Parlons un peu de toi, maintenant. Où en êtes-vous des préparatifs, à l’heure qu’il est ? Je ne me fais évidemment aucun souci quant au succès du banquet. Rien ne peut ébranler l’assurance d’un chef de ton talent, pas même le mariage de l’arrière petite cousine d’un Prince ! Les maisons royales ont le privilège de l’excellence. En choisissant l’Auberge, elles savent bien qu’elles s’offrent tous les luxes - y compris celui de la pureté de nos montagnes d’Andorre. Je regrette de ne pas être là, mais je crains de ne manquer à personne. La réaction de Madeleine ne m’a guère encouragée à penser le contraire. Elle a montré beaucoup d’enthousiasme à l’idée de prendre ma place, et n’a même pas cherché à cacher son agacement, quand je lui ai expliqué comment s’y prendre avec les bouquets. J’ai, il est vrai, beaucoup insisté pour qu’elle ne mélange pas ceux de la salle d’apéritif, et ceux de la table d’honneur, pour qu’elle songe aux arrangements prévus pour chaque salon…

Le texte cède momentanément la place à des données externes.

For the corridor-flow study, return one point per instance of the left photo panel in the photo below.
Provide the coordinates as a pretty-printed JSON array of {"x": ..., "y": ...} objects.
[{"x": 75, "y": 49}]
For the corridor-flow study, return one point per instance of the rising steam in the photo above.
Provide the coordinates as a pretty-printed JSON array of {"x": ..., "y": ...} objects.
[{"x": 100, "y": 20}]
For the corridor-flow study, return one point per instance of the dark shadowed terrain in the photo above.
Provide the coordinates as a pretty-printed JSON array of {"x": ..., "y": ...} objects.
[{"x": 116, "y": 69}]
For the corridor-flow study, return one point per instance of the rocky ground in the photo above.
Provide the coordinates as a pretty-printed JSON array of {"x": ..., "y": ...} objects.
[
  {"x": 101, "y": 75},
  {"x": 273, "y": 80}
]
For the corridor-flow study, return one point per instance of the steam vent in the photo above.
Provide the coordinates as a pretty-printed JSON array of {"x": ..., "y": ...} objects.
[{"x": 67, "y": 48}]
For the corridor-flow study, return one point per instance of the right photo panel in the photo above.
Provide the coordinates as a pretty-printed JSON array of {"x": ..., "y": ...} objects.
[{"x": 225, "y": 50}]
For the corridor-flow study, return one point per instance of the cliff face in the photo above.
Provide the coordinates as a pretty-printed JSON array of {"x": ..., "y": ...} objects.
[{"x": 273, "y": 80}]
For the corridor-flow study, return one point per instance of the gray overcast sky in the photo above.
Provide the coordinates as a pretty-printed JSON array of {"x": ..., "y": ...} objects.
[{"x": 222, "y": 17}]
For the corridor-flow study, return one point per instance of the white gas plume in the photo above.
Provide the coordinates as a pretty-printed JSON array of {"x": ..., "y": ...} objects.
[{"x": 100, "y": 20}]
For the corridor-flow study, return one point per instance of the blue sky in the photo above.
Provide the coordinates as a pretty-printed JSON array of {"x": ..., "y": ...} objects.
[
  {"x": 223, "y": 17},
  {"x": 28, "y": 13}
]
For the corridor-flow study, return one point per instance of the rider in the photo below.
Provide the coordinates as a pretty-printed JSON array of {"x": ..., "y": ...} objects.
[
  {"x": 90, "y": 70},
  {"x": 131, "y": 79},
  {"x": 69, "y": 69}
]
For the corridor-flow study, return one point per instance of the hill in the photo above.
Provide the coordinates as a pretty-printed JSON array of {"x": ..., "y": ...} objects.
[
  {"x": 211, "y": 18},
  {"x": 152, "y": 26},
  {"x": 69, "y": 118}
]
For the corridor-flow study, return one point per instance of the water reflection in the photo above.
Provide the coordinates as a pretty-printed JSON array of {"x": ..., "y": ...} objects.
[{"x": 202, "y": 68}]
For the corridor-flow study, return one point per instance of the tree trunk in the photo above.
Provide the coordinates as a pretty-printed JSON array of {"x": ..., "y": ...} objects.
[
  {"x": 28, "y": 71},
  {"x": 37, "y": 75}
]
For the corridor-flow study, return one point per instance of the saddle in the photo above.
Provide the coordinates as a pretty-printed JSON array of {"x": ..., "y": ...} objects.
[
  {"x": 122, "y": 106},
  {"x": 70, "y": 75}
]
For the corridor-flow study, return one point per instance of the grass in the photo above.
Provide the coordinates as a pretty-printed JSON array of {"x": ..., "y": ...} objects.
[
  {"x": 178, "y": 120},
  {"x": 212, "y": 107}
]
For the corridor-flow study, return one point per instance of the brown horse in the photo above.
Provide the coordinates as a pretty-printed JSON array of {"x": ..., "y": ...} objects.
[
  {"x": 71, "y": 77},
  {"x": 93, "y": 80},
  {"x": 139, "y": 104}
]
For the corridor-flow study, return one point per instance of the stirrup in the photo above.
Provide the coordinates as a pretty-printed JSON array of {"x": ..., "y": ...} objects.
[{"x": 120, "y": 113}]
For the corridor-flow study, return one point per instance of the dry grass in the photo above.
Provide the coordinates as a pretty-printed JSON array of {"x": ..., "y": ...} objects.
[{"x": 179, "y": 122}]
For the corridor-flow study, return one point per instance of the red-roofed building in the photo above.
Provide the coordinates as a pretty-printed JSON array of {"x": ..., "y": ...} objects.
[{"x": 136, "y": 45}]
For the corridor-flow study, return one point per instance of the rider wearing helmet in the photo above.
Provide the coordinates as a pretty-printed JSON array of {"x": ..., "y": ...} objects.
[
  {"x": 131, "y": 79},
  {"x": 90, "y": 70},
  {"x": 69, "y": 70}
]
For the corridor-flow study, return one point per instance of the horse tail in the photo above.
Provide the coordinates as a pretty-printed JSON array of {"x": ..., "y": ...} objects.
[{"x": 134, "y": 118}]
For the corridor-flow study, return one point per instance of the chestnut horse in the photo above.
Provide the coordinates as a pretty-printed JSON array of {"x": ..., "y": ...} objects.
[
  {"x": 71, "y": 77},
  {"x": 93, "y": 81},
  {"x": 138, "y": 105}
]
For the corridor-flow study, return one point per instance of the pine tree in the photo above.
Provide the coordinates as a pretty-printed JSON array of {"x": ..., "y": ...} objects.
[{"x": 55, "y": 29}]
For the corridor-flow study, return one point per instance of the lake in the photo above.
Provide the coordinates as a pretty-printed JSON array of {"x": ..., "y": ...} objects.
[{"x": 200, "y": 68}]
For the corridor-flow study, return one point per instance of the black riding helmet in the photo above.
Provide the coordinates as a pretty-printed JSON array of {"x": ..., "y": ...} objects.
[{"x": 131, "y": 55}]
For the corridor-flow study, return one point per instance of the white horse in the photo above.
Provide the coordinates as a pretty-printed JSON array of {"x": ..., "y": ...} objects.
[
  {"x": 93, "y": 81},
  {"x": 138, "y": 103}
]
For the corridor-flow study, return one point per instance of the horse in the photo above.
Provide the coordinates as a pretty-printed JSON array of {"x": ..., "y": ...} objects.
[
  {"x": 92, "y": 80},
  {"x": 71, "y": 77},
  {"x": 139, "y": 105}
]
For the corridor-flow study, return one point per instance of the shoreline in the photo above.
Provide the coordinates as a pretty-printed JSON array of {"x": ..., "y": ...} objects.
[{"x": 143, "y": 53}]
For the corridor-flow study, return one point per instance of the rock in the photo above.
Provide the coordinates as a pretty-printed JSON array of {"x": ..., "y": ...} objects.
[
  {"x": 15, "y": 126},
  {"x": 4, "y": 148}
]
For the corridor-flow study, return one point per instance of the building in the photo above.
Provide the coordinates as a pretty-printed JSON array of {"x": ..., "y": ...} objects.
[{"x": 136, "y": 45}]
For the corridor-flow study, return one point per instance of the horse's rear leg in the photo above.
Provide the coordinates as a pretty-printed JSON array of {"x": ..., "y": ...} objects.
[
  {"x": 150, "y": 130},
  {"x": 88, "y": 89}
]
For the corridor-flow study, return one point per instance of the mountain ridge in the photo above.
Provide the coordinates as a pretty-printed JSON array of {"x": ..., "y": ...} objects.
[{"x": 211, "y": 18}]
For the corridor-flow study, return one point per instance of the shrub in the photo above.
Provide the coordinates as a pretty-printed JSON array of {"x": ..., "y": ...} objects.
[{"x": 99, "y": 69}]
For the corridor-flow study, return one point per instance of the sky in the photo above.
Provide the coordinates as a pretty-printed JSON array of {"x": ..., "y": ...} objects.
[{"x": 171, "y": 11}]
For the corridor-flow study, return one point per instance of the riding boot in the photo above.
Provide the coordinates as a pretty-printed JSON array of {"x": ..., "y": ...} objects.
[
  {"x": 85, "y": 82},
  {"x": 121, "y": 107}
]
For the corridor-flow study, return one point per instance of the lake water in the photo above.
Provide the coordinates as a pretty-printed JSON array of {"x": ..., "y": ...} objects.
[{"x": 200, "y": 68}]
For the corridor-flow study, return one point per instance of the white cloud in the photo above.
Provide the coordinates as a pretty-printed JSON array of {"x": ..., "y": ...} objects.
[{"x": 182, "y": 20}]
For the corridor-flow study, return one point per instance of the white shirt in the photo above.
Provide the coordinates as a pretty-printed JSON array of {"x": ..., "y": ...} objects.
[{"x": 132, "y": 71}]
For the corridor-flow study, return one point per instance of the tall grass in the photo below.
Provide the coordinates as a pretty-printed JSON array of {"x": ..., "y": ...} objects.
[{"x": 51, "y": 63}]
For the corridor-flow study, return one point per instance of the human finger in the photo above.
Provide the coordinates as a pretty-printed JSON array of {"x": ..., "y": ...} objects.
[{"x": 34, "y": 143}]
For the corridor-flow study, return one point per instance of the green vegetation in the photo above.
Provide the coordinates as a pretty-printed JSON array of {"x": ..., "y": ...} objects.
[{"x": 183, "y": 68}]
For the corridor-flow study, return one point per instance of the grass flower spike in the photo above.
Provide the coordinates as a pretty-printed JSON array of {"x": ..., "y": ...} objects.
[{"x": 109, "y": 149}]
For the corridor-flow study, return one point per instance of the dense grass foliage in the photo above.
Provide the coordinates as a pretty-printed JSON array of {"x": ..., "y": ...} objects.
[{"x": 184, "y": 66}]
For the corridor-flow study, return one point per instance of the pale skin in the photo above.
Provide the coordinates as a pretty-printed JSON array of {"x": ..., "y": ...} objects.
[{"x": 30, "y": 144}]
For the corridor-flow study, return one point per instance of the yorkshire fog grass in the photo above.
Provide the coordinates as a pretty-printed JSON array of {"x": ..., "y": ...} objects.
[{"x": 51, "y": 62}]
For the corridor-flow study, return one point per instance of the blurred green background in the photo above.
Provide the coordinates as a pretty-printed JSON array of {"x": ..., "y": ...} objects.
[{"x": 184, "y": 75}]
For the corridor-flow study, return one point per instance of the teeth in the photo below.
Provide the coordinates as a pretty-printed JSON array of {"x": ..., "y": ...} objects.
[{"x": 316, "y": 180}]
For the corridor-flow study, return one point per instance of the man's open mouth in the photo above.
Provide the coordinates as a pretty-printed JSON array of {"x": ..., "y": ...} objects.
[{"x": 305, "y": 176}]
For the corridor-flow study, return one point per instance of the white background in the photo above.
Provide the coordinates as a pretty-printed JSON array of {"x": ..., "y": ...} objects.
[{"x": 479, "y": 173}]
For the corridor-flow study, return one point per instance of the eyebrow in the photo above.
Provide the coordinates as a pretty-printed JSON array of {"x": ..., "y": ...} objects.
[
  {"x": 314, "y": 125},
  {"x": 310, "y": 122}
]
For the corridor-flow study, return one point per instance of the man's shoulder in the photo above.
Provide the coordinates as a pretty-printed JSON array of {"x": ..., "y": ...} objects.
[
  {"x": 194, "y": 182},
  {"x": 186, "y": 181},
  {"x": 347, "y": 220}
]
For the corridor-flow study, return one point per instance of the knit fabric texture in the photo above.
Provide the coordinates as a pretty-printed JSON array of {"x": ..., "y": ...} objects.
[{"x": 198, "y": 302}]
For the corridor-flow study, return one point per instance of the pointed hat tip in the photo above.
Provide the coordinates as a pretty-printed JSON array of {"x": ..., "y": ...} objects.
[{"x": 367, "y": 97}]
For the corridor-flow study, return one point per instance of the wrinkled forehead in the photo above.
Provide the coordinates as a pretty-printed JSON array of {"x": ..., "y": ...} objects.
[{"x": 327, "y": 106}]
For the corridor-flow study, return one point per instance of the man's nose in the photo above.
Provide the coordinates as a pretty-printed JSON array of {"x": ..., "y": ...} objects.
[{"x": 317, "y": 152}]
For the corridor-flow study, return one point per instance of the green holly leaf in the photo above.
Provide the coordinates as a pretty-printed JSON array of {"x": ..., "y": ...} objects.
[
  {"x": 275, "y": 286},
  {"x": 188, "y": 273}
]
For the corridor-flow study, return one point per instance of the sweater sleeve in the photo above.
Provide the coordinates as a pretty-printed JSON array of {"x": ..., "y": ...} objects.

- Madame devrait savoir que, du temps où l’on travaillait seuls aux côtés de Monsieur, tout se passait toujours parfaitement bien. Madame peut donc partir une semaine entière sans se faire le moindre souci. Fût-ce la Sainte Semaine. 

 

Hum ! Te voilà peut-être trop bien secondé, mon chéri… Sur un point, en tout cas, elle n’a pas tort. Quand on est à tes côtés, rien de néfaste ne peut arriver. Je te l’ai assez répété, depuis que je t’ai épousé, je me permets de croire aux miracles.

Merci de tout, de ta patience, merci, merci, merci.

Toute à toi,

Ton Bb. 

 

PS. Je ne posterai la lettre que ce soir, afin de pouvoir rajouter un mot en fin d’après-midi, si nécessaire. J’en saurai peut-être un peu plus. Il y a une levée le dimanche matin.